Friday, September 19, 2014

Little House in the Big Woods: Chapter 2

Chapter 2:

Chapter two is only twenty pages long and yet it kept us learning and researching, making crafts and creating in the kitchen all week long! We've had great fun.

This week in our Prairie time we read how Ma allowed the girls to use her thimble and make drawings on their frosted windows. We don't have frosted winters in September, so I gave them blue construction paper, white paint and my thimble.


We read all about Laura and Mary's chores. They made their beds every morning and helped Ma clean and dry the breakfast dishes.  Ma also had a special chore for each day:

"Wash on Monday,
Iron on Tuesday,
Mend on Wednesday,
Churn on Thursday,
Clean on Friday,
Bake on Saturday,
Rest on Sunday."

We discussed our daily and weekly jobs and compared them to Laura's.
The templates I got from HomeSchoolShare


(This was my five-year-old's list of chores).

Next we read how Ma and the girls churned the milk into butter.
We made butter too! 
Each child had their own butter container to "churn." 
We wrote about it and entitled it, "I Made Butter!"


This is a little book listing all the steps Laura took in order to make butter.
(We discovered that it was more difficult to make butter in Laura's day then ours!)


Now, it says that when all their work was done that Ma allowed the girls to play with their paper dolls- so, when we were finished with all our work, I let them play with paper dolls too!



 Here's the paper 'little house"- I had it laminated.




Then we sat down and cut out Pa, Ma, and Laura paper dolls!



And there were times when all the work was done, that Laura and Mary played with their real dolls.
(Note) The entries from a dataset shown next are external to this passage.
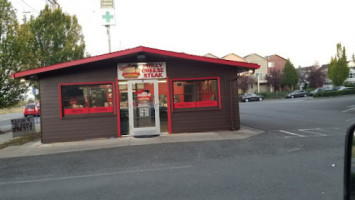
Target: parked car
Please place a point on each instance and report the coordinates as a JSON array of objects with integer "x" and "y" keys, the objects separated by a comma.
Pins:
[
  {"x": 251, "y": 97},
  {"x": 297, "y": 93},
  {"x": 322, "y": 89},
  {"x": 340, "y": 88},
  {"x": 32, "y": 109}
]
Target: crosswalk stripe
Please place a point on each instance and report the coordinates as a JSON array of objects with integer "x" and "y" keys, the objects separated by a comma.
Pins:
[
  {"x": 290, "y": 133},
  {"x": 311, "y": 130}
]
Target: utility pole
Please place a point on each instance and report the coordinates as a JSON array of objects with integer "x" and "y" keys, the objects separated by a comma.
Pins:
[
  {"x": 108, "y": 17},
  {"x": 109, "y": 38}
]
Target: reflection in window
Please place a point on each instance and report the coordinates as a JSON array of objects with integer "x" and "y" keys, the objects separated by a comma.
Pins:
[
  {"x": 84, "y": 99},
  {"x": 195, "y": 93}
]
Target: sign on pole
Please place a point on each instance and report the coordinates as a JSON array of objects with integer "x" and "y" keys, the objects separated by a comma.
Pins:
[
  {"x": 107, "y": 14},
  {"x": 108, "y": 17}
]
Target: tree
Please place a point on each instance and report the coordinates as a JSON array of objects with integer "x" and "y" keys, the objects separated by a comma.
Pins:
[
  {"x": 11, "y": 90},
  {"x": 244, "y": 82},
  {"x": 274, "y": 79},
  {"x": 316, "y": 77},
  {"x": 338, "y": 70},
  {"x": 53, "y": 37},
  {"x": 289, "y": 75}
]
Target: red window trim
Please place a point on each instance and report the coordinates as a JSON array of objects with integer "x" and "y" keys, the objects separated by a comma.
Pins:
[
  {"x": 86, "y": 83},
  {"x": 118, "y": 109},
  {"x": 193, "y": 79},
  {"x": 169, "y": 106}
]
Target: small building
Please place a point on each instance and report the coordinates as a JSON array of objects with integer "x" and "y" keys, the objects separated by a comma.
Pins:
[
  {"x": 234, "y": 57},
  {"x": 138, "y": 91},
  {"x": 260, "y": 83},
  {"x": 275, "y": 62}
]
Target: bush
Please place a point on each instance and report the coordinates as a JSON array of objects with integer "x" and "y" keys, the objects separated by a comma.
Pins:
[{"x": 334, "y": 93}]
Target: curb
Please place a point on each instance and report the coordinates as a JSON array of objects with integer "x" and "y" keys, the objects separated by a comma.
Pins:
[{"x": 35, "y": 148}]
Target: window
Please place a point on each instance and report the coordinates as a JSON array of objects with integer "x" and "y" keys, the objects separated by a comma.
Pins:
[
  {"x": 86, "y": 98},
  {"x": 271, "y": 64},
  {"x": 196, "y": 93}
]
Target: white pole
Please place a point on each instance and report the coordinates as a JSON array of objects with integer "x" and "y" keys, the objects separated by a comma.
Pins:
[
  {"x": 258, "y": 84},
  {"x": 109, "y": 38}
]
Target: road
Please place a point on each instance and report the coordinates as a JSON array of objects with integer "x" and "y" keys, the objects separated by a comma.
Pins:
[{"x": 300, "y": 156}]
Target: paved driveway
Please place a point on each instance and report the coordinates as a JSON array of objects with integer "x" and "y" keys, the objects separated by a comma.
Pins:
[{"x": 300, "y": 156}]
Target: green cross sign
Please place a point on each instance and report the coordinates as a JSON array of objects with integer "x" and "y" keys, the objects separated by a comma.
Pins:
[{"x": 107, "y": 16}]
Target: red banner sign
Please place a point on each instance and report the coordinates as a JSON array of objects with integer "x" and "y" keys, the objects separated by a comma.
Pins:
[
  {"x": 73, "y": 111},
  {"x": 207, "y": 103},
  {"x": 185, "y": 105},
  {"x": 101, "y": 109},
  {"x": 150, "y": 70}
]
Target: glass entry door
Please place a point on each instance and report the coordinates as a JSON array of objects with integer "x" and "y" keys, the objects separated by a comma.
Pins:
[{"x": 143, "y": 105}]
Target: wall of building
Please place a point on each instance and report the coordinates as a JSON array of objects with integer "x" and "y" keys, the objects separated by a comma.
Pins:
[
  {"x": 55, "y": 129},
  {"x": 207, "y": 119},
  {"x": 74, "y": 127}
]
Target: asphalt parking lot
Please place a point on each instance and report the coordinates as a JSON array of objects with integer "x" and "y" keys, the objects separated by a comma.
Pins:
[{"x": 299, "y": 156}]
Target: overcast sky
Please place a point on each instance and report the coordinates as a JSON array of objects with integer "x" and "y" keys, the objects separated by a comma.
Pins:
[{"x": 303, "y": 30}]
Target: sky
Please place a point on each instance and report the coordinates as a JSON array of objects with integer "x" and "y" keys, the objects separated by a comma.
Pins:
[{"x": 305, "y": 31}]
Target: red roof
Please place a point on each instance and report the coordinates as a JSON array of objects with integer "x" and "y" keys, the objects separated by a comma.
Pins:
[{"x": 132, "y": 51}]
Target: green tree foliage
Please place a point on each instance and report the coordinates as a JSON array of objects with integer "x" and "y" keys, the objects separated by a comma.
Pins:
[
  {"x": 10, "y": 56},
  {"x": 338, "y": 70},
  {"x": 53, "y": 37},
  {"x": 289, "y": 74},
  {"x": 316, "y": 77},
  {"x": 245, "y": 82},
  {"x": 274, "y": 79}
]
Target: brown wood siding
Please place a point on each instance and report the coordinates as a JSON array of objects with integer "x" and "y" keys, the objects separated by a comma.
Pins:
[
  {"x": 55, "y": 129},
  {"x": 206, "y": 120}
]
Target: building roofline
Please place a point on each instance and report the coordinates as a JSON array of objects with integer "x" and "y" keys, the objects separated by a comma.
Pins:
[{"x": 138, "y": 49}]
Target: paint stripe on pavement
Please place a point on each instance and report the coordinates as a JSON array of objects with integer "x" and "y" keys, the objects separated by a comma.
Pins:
[{"x": 290, "y": 133}]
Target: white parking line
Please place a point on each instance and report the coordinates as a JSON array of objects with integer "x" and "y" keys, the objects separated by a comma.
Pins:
[
  {"x": 312, "y": 130},
  {"x": 352, "y": 107},
  {"x": 290, "y": 133},
  {"x": 96, "y": 175}
]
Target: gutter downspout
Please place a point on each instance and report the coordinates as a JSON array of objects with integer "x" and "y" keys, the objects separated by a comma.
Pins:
[{"x": 232, "y": 117}]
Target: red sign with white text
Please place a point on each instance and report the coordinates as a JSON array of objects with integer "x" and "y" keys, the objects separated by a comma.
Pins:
[
  {"x": 101, "y": 109},
  {"x": 151, "y": 70},
  {"x": 207, "y": 103},
  {"x": 185, "y": 105},
  {"x": 73, "y": 111}
]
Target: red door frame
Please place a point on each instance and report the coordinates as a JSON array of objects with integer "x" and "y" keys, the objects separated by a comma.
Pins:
[{"x": 118, "y": 107}]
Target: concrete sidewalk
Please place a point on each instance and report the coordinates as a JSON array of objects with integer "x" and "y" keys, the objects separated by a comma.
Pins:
[{"x": 37, "y": 148}]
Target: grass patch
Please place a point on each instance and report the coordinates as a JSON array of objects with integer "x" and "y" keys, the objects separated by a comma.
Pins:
[
  {"x": 11, "y": 110},
  {"x": 21, "y": 140}
]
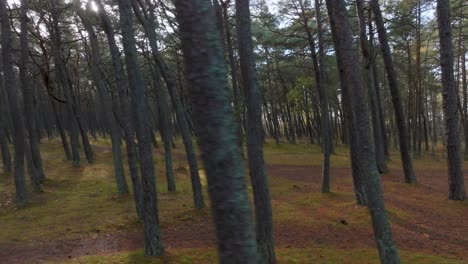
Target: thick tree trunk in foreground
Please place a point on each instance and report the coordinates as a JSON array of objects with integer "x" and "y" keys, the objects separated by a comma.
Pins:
[
  {"x": 217, "y": 131},
  {"x": 348, "y": 59},
  {"x": 153, "y": 244},
  {"x": 395, "y": 93},
  {"x": 263, "y": 214},
  {"x": 449, "y": 92},
  {"x": 15, "y": 111}
]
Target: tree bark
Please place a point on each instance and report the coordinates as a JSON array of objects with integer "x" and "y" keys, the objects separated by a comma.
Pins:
[
  {"x": 125, "y": 110},
  {"x": 449, "y": 92},
  {"x": 217, "y": 131},
  {"x": 348, "y": 59},
  {"x": 395, "y": 93},
  {"x": 15, "y": 112},
  {"x": 110, "y": 120},
  {"x": 153, "y": 244},
  {"x": 263, "y": 213}
]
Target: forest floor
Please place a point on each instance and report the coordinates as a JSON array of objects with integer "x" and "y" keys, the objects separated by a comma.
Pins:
[{"x": 79, "y": 219}]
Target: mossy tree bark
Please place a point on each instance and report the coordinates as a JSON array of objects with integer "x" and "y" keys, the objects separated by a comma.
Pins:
[{"x": 217, "y": 131}]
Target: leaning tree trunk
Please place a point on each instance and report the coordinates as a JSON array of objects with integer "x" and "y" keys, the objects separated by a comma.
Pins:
[
  {"x": 5, "y": 151},
  {"x": 348, "y": 59},
  {"x": 456, "y": 181},
  {"x": 28, "y": 94},
  {"x": 13, "y": 99},
  {"x": 169, "y": 78},
  {"x": 153, "y": 244},
  {"x": 217, "y": 131},
  {"x": 263, "y": 214},
  {"x": 324, "y": 107},
  {"x": 395, "y": 93},
  {"x": 125, "y": 111},
  {"x": 110, "y": 120},
  {"x": 370, "y": 81}
]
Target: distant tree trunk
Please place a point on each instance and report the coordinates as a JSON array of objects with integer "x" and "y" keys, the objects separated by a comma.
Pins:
[
  {"x": 149, "y": 25},
  {"x": 395, "y": 93},
  {"x": 217, "y": 131},
  {"x": 370, "y": 81},
  {"x": 5, "y": 151},
  {"x": 347, "y": 58},
  {"x": 110, "y": 120},
  {"x": 32, "y": 145},
  {"x": 125, "y": 111},
  {"x": 456, "y": 181},
  {"x": 465, "y": 101},
  {"x": 153, "y": 244},
  {"x": 234, "y": 77},
  {"x": 263, "y": 213},
  {"x": 13, "y": 99},
  {"x": 62, "y": 78},
  {"x": 324, "y": 108}
]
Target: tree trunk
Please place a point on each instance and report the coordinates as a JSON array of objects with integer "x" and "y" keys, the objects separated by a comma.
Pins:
[
  {"x": 169, "y": 78},
  {"x": 347, "y": 58},
  {"x": 217, "y": 131},
  {"x": 370, "y": 81},
  {"x": 449, "y": 92},
  {"x": 110, "y": 120},
  {"x": 125, "y": 110},
  {"x": 395, "y": 93},
  {"x": 13, "y": 99},
  {"x": 263, "y": 213},
  {"x": 153, "y": 244}
]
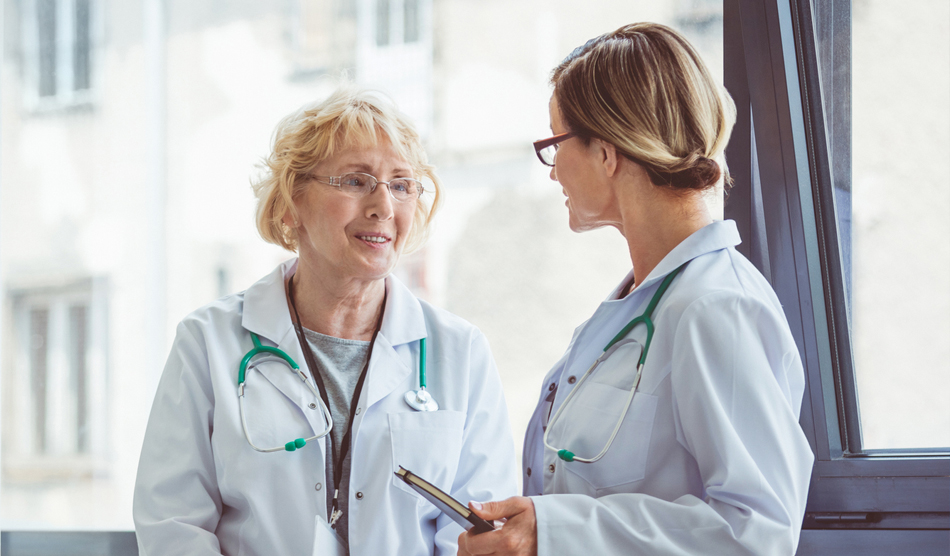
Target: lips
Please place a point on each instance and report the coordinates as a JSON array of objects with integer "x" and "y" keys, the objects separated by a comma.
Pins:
[{"x": 377, "y": 239}]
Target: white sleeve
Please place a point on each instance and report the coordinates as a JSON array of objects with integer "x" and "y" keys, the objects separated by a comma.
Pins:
[
  {"x": 177, "y": 505},
  {"x": 487, "y": 469},
  {"x": 737, "y": 384}
]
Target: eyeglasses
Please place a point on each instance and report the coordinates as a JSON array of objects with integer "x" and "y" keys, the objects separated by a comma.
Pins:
[
  {"x": 359, "y": 184},
  {"x": 547, "y": 148}
]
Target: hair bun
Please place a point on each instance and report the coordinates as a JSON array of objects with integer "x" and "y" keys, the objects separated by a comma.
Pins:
[{"x": 699, "y": 175}]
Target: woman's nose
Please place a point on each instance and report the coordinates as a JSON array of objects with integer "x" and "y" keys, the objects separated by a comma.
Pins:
[{"x": 380, "y": 203}]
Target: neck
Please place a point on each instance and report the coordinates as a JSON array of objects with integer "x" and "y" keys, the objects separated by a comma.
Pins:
[
  {"x": 342, "y": 309},
  {"x": 654, "y": 221}
]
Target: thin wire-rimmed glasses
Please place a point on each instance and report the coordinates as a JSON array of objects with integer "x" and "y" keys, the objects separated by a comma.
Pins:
[
  {"x": 359, "y": 184},
  {"x": 546, "y": 149}
]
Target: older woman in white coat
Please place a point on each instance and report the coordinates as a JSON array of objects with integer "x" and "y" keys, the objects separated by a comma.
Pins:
[
  {"x": 222, "y": 475},
  {"x": 684, "y": 439}
]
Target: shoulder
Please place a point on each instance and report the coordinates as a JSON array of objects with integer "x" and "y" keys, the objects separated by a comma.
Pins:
[
  {"x": 224, "y": 313},
  {"x": 721, "y": 283},
  {"x": 447, "y": 325}
]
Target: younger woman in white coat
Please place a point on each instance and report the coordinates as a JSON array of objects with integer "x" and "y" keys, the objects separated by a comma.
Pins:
[
  {"x": 344, "y": 189},
  {"x": 708, "y": 458}
]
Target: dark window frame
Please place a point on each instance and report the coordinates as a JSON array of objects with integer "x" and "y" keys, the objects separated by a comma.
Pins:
[{"x": 785, "y": 207}]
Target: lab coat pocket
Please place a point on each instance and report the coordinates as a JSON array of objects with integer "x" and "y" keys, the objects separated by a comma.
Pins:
[
  {"x": 273, "y": 397},
  {"x": 598, "y": 408},
  {"x": 429, "y": 444},
  {"x": 325, "y": 540}
]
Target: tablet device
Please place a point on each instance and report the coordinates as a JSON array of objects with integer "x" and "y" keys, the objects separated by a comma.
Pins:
[{"x": 449, "y": 506}]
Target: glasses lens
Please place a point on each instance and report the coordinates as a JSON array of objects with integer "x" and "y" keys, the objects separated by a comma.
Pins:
[
  {"x": 359, "y": 184},
  {"x": 404, "y": 189}
]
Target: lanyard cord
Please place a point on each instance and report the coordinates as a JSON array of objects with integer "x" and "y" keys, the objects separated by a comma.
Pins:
[{"x": 337, "y": 459}]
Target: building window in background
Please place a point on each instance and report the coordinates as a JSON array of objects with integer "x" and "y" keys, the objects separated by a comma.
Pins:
[
  {"x": 55, "y": 407},
  {"x": 58, "y": 52},
  {"x": 398, "y": 22}
]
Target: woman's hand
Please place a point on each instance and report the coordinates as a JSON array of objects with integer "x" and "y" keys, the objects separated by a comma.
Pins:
[{"x": 517, "y": 537}]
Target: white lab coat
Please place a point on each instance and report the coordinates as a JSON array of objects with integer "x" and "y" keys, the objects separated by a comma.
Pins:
[
  {"x": 201, "y": 489},
  {"x": 710, "y": 458}
]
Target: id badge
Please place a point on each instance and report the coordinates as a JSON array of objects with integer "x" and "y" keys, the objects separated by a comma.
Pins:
[{"x": 325, "y": 540}]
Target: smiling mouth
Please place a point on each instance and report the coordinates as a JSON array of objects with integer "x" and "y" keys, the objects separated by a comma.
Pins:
[{"x": 374, "y": 239}]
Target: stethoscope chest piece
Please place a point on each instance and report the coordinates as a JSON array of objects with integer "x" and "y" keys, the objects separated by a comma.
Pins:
[{"x": 421, "y": 400}]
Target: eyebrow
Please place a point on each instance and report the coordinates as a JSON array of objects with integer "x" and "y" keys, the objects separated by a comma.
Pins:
[{"x": 367, "y": 169}]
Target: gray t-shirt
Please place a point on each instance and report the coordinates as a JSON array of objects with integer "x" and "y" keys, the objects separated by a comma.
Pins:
[{"x": 340, "y": 362}]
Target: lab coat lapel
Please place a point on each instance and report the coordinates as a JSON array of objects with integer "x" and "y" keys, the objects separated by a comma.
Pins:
[
  {"x": 266, "y": 314},
  {"x": 403, "y": 323}
]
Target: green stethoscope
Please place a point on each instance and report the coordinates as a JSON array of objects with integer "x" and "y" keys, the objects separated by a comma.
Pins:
[
  {"x": 420, "y": 400},
  {"x": 242, "y": 371},
  {"x": 611, "y": 347}
]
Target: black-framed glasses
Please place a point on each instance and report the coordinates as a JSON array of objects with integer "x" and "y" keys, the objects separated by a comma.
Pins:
[
  {"x": 546, "y": 149},
  {"x": 359, "y": 184}
]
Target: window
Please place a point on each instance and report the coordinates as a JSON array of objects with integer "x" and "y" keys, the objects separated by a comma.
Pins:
[
  {"x": 792, "y": 146},
  {"x": 398, "y": 22},
  {"x": 58, "y": 48},
  {"x": 56, "y": 405}
]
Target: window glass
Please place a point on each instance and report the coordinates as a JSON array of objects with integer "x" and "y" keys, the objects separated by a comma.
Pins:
[
  {"x": 113, "y": 232},
  {"x": 901, "y": 221}
]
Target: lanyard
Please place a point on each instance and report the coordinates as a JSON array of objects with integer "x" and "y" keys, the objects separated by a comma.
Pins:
[{"x": 335, "y": 512}]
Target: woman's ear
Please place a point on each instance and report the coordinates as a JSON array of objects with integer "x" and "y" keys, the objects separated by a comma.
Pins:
[
  {"x": 290, "y": 220},
  {"x": 607, "y": 155}
]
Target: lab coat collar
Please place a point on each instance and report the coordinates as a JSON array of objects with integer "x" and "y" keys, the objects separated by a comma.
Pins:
[
  {"x": 267, "y": 315},
  {"x": 720, "y": 234}
]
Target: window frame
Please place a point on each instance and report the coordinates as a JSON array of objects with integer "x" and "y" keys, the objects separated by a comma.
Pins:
[
  {"x": 22, "y": 458},
  {"x": 66, "y": 95},
  {"x": 785, "y": 208}
]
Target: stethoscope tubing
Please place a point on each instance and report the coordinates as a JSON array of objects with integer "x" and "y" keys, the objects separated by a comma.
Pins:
[
  {"x": 644, "y": 318},
  {"x": 242, "y": 371}
]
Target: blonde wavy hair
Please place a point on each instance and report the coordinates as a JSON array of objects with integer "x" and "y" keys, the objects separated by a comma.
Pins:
[
  {"x": 350, "y": 118},
  {"x": 644, "y": 89}
]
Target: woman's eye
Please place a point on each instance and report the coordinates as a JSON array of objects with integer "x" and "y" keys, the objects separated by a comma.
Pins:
[{"x": 352, "y": 181}]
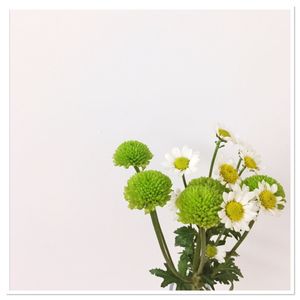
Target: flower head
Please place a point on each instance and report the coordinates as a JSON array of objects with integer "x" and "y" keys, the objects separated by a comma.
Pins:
[
  {"x": 227, "y": 172},
  {"x": 255, "y": 183},
  {"x": 266, "y": 195},
  {"x": 199, "y": 204},
  {"x": 148, "y": 189},
  {"x": 223, "y": 133},
  {"x": 132, "y": 153},
  {"x": 218, "y": 253},
  {"x": 238, "y": 208},
  {"x": 251, "y": 159},
  {"x": 182, "y": 161}
]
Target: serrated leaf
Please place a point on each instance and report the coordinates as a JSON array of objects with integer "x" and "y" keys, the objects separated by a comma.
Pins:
[
  {"x": 185, "y": 236},
  {"x": 167, "y": 276}
]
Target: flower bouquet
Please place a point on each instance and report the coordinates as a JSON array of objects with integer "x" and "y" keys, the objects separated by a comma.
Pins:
[{"x": 213, "y": 209}]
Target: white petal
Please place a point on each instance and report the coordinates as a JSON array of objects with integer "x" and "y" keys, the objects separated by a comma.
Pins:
[
  {"x": 187, "y": 152},
  {"x": 274, "y": 188},
  {"x": 176, "y": 152},
  {"x": 169, "y": 158}
]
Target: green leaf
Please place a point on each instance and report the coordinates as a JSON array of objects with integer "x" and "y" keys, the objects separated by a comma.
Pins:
[
  {"x": 225, "y": 273},
  {"x": 185, "y": 236},
  {"x": 167, "y": 276}
]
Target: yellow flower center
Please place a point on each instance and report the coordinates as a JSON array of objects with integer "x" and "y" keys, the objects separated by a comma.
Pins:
[
  {"x": 223, "y": 133},
  {"x": 234, "y": 211},
  {"x": 267, "y": 199},
  {"x": 250, "y": 163},
  {"x": 229, "y": 173},
  {"x": 211, "y": 251},
  {"x": 181, "y": 163}
]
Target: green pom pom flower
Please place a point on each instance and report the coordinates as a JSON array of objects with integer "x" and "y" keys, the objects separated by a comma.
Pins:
[
  {"x": 132, "y": 153},
  {"x": 199, "y": 204},
  {"x": 148, "y": 189},
  {"x": 253, "y": 181},
  {"x": 209, "y": 182}
]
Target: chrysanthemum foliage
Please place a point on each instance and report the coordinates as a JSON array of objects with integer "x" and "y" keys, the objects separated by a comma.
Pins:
[{"x": 217, "y": 210}]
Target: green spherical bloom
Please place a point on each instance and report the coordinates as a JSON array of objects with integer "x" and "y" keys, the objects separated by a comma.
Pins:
[
  {"x": 199, "y": 204},
  {"x": 252, "y": 183},
  {"x": 132, "y": 153},
  {"x": 148, "y": 189},
  {"x": 209, "y": 182}
]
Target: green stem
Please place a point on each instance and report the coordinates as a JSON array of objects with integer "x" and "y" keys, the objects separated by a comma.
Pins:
[
  {"x": 240, "y": 240},
  {"x": 219, "y": 237},
  {"x": 203, "y": 250},
  {"x": 218, "y": 143},
  {"x": 163, "y": 245},
  {"x": 184, "y": 180},
  {"x": 197, "y": 252},
  {"x": 136, "y": 169},
  {"x": 239, "y": 164},
  {"x": 242, "y": 170}
]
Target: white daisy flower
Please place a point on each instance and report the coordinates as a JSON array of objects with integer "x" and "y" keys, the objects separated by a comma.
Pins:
[
  {"x": 267, "y": 199},
  {"x": 225, "y": 134},
  {"x": 251, "y": 160},
  {"x": 226, "y": 171},
  {"x": 182, "y": 161},
  {"x": 218, "y": 253},
  {"x": 238, "y": 208}
]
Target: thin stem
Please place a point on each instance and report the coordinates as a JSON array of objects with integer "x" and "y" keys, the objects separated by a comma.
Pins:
[
  {"x": 184, "y": 180},
  {"x": 163, "y": 245},
  {"x": 239, "y": 164},
  {"x": 218, "y": 143},
  {"x": 242, "y": 170},
  {"x": 240, "y": 240},
  {"x": 203, "y": 249},
  {"x": 197, "y": 252},
  {"x": 219, "y": 237},
  {"x": 136, "y": 169}
]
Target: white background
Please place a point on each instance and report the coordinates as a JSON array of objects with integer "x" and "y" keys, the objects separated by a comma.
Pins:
[{"x": 82, "y": 82}]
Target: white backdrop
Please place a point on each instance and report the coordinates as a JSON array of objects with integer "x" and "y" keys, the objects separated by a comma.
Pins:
[{"x": 84, "y": 81}]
Laura had a corn-cob doll, but we made corn-husk dolls and played with them!





At the end of the day, when Pa came home at night from trapping, he would play the fiddle. I rented this CD from the local library and as my children worked on their next project for their Lapbook, we listened to fiddle music.

The little guys made Pa's fiddle and my older children wrote a reflection or journal entry comparing how Laura felt when her Pa played the fiddle as to how they feel when their daddy plays the guitar.


The chapter ends with Pa telling a story about how a panther chased his grandfather. 
We checked out books on wild cats, researched, and then wrote up all we discovered on the panther.



 I can not believe how much the children and I are learning! It feels like with every word Laura Ingals Wilder writes there is something new for the children to engage in. I am so grateful for the time together to learn so much!